Why do you even want to use sympy for this? can’t you just do:

```
f(x) = [[a b];[c d]]
```

Why not just do that if that’s the function you want. With my symbolic package Reduce.jl, there is no such thing as `lambdify`

because it works directly on Julia abstract syntax trees. No need to overcomplicate things.

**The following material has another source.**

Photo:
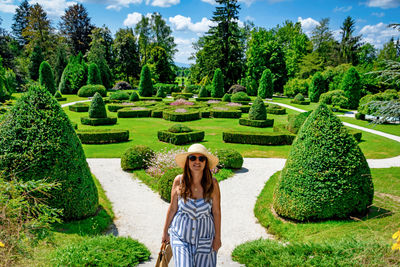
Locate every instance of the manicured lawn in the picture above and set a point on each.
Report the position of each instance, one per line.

From my perspective, having separate types of symbolic variables and implementing a lambdify function are all superfluous, since one can just work with abstract syntax trees to manipulate and construct the expression one wants to get. So the way I see it the other symbolic packages way overcomplicate things that can be accomplished in a much simpler way using Julia’s language itself.

Since you do not appear to do any symbolic operations, you can just do this:

```
julia> f(a,b,c,d) = [a b;c d]
f (generic function with 1 method)
julia> f(1,2,3,4)
2×2 Array{Int64,2}:
1 2
3 4
```

Although, you could also manipulate an expression like that `using Reduce`

. For example, you could differentiate with respect to variable `a`

like so:

```
julia> Expr(:function,:(f(a,b,c,d)),:([a b;c d]))
:(function f(a, b, c, d)
[a b; c d]
end)
julia> df(ans, :a)
:(function f(a, b, c, d)
[1 0; 0 0]
end)
```

Then to use the function you just created, you can `eval`

it and use it like any other Julia function. With a `Reduce.jl`

style symbolic package in Julia, you don’t even need `lambdify`

or declare `@vars`

.

Here is another example:

```
julia> using Reduce;
julia> Expr(:function,:(f(a,b,c,d)),:([a^2 b*x;c*a d]))
:(function f(a, b, c, d)
[a ^ 2 b * x; c * a d]
end)
julia> df(ans,:a)
:(function f(a, b, c, d)
[2a 0; c 0]
end)
julia> eval(ans)
f (generic function with 1 method)
julia> f(1,2,3,4)
2×2 Array{Int64,2}:
2 0
3 0
```

Just work with julia’s abstract syntax tree, is what I would say.